Die neuen Holzfenster sind innen weiß und außen anthrazit lackiert. Die Tischler setzten diese in die schmalen Maueröffnungen ein, die die Maurer auf drei Seiten in das Backsteinmauerwerk geschnitten hatten. Der Einschnitt in die Fassade sollte im Format als neu dem Gebäude zugefügt ablesbar sein, an den Laibungen jedoch nicht im Material hervorgehoben, sondern mit alten Ziegelsteinen ausgeführt werden. „Die Eingriffe sollen nachvollziehbar, aber nicht besonders herausgestellt sein“, meint Lisa Spooren, Partnerin im Büro Spooren Architekten. Denn sonst hätte man den Eingriff in die Substanz an den Laibungen sicher mit Blechen kenntlich gemacht. So verlangte das Vermauern der Laibungen mit den an anderer Stelle entnommenen Backsteinen von den Maurern besondere Sorgfalt bei der Ausführung. „Wir haben die Ziegel gemeinsam mit dem Bauherrn aufgearbeitet“, sagt Lisa Spooren. „Bewusst wollten wir aber zeigen, dass es sich um ein nachträglich eingebautes Fenster handelt. Daher haben wir unter anderem auch aus Kostengründen nicht aus allen noch intakten Fugen den Mörtel gekratzt, sondern nur um die Eingriffsstelle in einer ähnlichen Mörtelfarbe nachverfugt“, so Lisa Spooren weiter. Bis auf das Fensterformat in der Nordostecke, wo sich heute die Küche befindet, handelt es sich um schmale Hochformate. Diese verwendeten die Tischler auch für die beiden auf der Westseite zur Hälfte zugemauerten Öffnungen der Stalltüren, die im Bestand noch vorhanden waren. Um das historische Format optisch zu bewahren, nahmen die Handwerker für den zurückversetzten, zugemauerten Teil in den Maueröffnungen grauen Zementputz, anstatt hier mit Ziegeln zu verblenden. Öffnungen weiterer Stalltüren wurden ganz zugemauert – mit den originalen Stalltüren davor.
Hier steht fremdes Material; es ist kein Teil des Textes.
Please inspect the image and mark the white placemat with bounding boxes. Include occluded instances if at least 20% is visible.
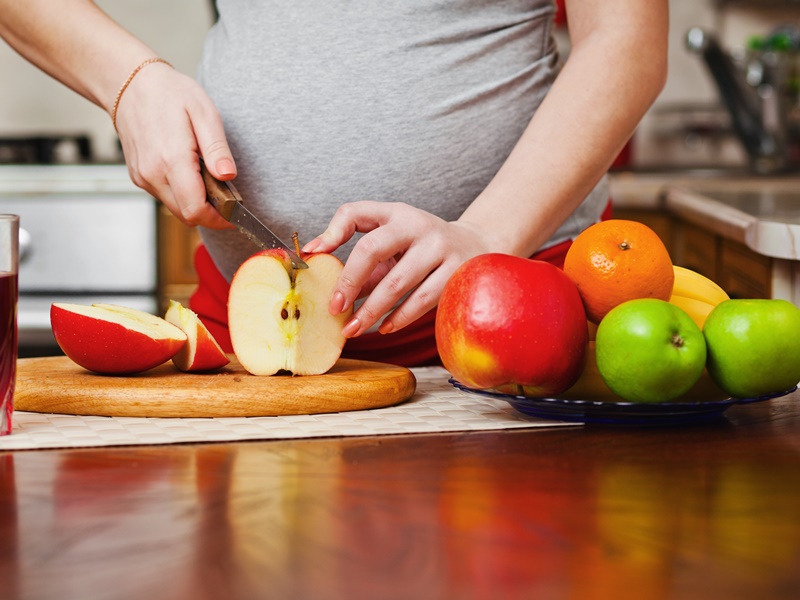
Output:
[0,367,575,452]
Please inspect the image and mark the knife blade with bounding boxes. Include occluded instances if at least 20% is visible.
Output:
[200,159,308,269]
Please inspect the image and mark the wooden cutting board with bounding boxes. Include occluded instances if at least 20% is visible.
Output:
[14,356,416,417]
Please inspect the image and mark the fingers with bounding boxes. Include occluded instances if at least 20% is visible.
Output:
[118,69,236,229]
[302,201,388,252]
[342,246,446,337]
[190,107,236,181]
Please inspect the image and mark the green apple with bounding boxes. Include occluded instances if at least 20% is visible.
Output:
[595,298,706,403]
[703,300,800,398]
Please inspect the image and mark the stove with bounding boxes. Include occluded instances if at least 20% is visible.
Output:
[0,136,159,357]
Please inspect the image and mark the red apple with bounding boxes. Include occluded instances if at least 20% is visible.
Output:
[436,254,589,396]
[228,249,352,375]
[50,303,187,375]
[164,300,231,373]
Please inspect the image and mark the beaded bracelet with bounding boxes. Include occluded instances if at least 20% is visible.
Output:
[111,57,172,130]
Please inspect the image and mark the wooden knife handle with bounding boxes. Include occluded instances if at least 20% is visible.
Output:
[200,158,241,221]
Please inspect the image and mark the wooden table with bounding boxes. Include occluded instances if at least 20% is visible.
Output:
[0,393,800,600]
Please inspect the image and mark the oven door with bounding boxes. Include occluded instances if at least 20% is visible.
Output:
[0,167,159,356]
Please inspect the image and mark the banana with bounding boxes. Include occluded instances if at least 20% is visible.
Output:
[669,265,730,329]
[672,265,730,306]
[669,294,714,331]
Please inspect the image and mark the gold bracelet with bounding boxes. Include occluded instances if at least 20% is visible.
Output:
[111,57,172,130]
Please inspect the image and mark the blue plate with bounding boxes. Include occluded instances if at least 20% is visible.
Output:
[450,377,797,425]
Vormals dunkel – heute lichtdurchflutet

Während durch die schmalen Fensterformate nur vergleichsweise wenig Tageslicht in die vormals dunkle Scheune gelangt, boten die Durchfahrten auf der Ost- und Westseite, die zur Zeit der landwirtschaftlichen Nutzung mit Schiebetoren verschlossen werden konnten, ein beachtliches Potential für die Versorgung der Innenräume mit Tageslicht. Geschlossen wurden sie mit einer ebenfalls innen weiß und außen anthrazit lackierten Pfosten-Riegel-Konstruktion aus Merantiholz. In gleicher Weise verfuhr man auf der Nord- und Südseite mit den beiden geschossübergreifenden Maueröffnungen in den Stirnseiten der Scheune.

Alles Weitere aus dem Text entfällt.